(Memphis) Some chose to watch the President's second Inauguration in a historic place.
They gathered at the National Civil rights Museum where a celebration was underway for Dr. Martin Luther King's 84th birthday.
“What kind of guy was he?” asked Reporter Sabrina Hall.
“A good guy who fought for his rights,” said 10-Year-Old Jasmine Gillium of Bartlett.
“Just to be out here and find out about history, it feels really good,” said Miracle Phillips, a 14-year-old with Victory Temple Missionary Baptist Church.
Phillips is part of a youth group with her church.
None of the kids in the group had ever visited the museum before, even though they were born and raised in Memphis.
“They have learned what their ancestors did to fight for them to actually be here,” said Youth Minister Corea Yates.
They had the chance to see an exhibit unveiled Monday for the first time called "Freedom Sisters."

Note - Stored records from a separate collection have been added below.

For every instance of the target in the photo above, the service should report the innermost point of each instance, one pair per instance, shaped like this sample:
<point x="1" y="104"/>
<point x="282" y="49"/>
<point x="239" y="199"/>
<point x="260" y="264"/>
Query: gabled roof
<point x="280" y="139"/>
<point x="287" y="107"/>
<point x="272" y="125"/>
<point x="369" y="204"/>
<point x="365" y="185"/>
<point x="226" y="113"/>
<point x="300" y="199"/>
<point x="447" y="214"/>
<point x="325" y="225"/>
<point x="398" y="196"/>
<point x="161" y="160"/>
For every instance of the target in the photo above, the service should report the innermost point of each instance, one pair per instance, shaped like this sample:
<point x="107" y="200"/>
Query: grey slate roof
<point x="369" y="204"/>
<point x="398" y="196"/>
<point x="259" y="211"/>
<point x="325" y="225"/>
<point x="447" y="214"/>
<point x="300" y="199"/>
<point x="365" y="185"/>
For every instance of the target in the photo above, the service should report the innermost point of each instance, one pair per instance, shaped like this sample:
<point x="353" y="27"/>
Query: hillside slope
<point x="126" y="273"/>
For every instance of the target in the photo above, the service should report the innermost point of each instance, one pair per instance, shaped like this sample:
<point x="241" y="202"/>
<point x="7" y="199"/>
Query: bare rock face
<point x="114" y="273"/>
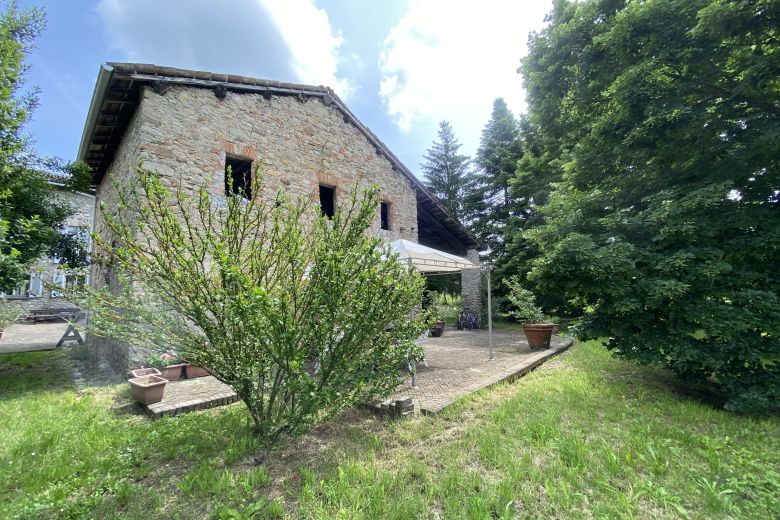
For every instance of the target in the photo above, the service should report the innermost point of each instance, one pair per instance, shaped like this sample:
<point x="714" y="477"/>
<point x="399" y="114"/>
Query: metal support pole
<point x="490" y="316"/>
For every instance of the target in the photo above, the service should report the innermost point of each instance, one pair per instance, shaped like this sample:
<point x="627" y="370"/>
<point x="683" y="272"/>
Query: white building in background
<point x="34" y="293"/>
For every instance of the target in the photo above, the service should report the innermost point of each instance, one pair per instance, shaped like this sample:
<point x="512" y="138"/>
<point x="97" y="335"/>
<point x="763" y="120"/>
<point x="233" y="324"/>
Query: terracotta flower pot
<point x="538" y="335"/>
<point x="147" y="389"/>
<point x="193" y="371"/>
<point x="140" y="372"/>
<point x="173" y="372"/>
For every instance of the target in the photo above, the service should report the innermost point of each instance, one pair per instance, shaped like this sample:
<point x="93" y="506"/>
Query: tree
<point x="447" y="174"/>
<point x="496" y="159"/>
<point x="665" y="228"/>
<point x="548" y="135"/>
<point x="299" y="319"/>
<point x="30" y="213"/>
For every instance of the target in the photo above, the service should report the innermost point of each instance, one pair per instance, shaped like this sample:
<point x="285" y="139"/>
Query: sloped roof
<point x="117" y="94"/>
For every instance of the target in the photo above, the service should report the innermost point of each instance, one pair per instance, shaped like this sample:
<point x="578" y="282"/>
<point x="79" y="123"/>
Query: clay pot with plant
<point x="147" y="389"/>
<point x="536" y="325"/>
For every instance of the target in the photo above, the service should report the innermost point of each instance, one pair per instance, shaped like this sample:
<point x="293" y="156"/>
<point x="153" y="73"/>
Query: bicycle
<point x="468" y="321"/>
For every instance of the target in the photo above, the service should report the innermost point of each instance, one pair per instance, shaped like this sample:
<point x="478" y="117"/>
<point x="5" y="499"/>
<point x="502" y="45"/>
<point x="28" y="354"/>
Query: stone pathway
<point x="31" y="337"/>
<point x="28" y="337"/>
<point x="458" y="364"/>
<point x="188" y="395"/>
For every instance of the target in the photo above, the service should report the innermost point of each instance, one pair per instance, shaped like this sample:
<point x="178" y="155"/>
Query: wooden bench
<point x="53" y="314"/>
<point x="71" y="314"/>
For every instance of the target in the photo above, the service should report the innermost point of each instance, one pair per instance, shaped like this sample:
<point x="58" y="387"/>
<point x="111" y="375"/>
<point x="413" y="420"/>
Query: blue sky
<point x="401" y="66"/>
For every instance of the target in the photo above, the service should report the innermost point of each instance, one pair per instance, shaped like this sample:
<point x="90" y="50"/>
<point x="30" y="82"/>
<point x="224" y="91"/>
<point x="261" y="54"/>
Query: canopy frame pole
<point x="490" y="313"/>
<point x="413" y="363"/>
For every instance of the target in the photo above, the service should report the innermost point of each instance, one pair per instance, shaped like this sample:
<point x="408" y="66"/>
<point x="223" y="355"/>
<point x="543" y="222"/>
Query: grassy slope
<point x="583" y="436"/>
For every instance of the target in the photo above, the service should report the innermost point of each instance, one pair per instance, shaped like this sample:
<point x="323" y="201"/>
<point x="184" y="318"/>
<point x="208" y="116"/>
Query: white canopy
<point x="428" y="260"/>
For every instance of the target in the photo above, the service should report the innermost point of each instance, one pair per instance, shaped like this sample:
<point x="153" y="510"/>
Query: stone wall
<point x="298" y="146"/>
<point x="186" y="134"/>
<point x="470" y="285"/>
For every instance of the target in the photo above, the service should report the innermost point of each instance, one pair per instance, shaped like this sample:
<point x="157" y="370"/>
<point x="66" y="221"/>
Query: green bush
<point x="8" y="314"/>
<point x="522" y="303"/>
<point x="300" y="314"/>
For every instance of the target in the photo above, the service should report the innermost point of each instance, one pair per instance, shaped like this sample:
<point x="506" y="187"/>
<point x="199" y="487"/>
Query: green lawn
<point x="583" y="436"/>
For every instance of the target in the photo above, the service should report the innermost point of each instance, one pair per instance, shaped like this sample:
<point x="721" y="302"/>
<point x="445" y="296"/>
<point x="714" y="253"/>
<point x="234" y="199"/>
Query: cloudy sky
<point x="401" y="65"/>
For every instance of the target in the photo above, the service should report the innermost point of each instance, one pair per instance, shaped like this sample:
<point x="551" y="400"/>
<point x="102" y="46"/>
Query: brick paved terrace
<point x="458" y="364"/>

It features 20 African-American women who changed our world for the better.
Behind the display, some took a seat to hear President Barack Obama's inauguration speech.

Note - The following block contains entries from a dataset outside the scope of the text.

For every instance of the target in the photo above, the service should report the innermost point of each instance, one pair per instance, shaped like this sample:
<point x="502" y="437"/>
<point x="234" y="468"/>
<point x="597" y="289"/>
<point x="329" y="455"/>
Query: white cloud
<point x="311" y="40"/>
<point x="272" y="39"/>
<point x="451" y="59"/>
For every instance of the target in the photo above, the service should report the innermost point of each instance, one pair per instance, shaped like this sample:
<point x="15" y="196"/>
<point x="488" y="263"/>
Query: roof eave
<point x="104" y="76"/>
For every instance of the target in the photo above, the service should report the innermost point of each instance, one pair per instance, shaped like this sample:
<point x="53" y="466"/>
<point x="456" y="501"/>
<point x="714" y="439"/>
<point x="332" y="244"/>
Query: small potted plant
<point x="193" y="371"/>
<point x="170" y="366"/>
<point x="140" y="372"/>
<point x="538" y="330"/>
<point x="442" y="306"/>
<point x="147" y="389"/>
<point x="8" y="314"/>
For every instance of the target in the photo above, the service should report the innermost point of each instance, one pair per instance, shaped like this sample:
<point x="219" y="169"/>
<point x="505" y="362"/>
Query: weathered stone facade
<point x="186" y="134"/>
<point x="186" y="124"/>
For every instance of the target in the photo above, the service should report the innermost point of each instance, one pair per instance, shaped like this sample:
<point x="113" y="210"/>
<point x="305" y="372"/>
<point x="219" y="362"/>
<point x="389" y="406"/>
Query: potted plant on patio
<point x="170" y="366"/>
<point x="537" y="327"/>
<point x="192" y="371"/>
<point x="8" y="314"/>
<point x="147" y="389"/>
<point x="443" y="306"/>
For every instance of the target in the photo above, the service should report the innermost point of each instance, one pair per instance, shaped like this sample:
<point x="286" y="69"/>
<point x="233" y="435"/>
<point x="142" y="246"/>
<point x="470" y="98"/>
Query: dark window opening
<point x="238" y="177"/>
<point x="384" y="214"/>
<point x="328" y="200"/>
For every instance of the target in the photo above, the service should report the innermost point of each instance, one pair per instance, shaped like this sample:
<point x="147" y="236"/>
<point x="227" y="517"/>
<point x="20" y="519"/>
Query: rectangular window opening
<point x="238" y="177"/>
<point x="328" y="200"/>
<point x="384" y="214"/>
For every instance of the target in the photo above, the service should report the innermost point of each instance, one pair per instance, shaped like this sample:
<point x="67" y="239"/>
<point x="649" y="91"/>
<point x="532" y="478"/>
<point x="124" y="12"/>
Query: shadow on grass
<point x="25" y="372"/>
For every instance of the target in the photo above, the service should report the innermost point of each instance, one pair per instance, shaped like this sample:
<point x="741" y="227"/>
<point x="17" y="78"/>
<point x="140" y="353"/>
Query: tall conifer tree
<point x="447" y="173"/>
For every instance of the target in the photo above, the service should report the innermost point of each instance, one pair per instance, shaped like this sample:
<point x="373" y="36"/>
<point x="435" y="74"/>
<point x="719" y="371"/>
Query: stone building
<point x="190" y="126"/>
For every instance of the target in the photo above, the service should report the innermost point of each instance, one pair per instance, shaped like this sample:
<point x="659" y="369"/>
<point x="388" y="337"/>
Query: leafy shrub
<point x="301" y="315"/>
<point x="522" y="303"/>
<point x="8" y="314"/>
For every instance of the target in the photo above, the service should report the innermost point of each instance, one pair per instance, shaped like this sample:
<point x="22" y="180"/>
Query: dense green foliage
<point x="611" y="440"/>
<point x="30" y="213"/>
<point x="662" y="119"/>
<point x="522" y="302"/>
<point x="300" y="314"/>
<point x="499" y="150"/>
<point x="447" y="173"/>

“It’s definitely history to be able to see the inauguration right here at the Civil Rights Museum,” said Ray Chellet Williamson.
“You couldn't have had two better things come together on the same day,” said Barbara Andrews, the director of education for the National Civil Rights Museum.
And people lined-up to be a part of it.
Even though the museum itself is closed for renovations, many showed their respect and admiration for Dr. King outside, for all to see.
“Oh, it’ electric,” said Andrews. “It`s cold outside but the energy is hot out here. People are really excited to be here and we are really excite to see them.”
The event wrapped-up at 6 p.m. but if you would like to visit the Freedom Sister's exhibit, that's going to be on display for the rest of year.
It's in the building across from the Lorraine Motel.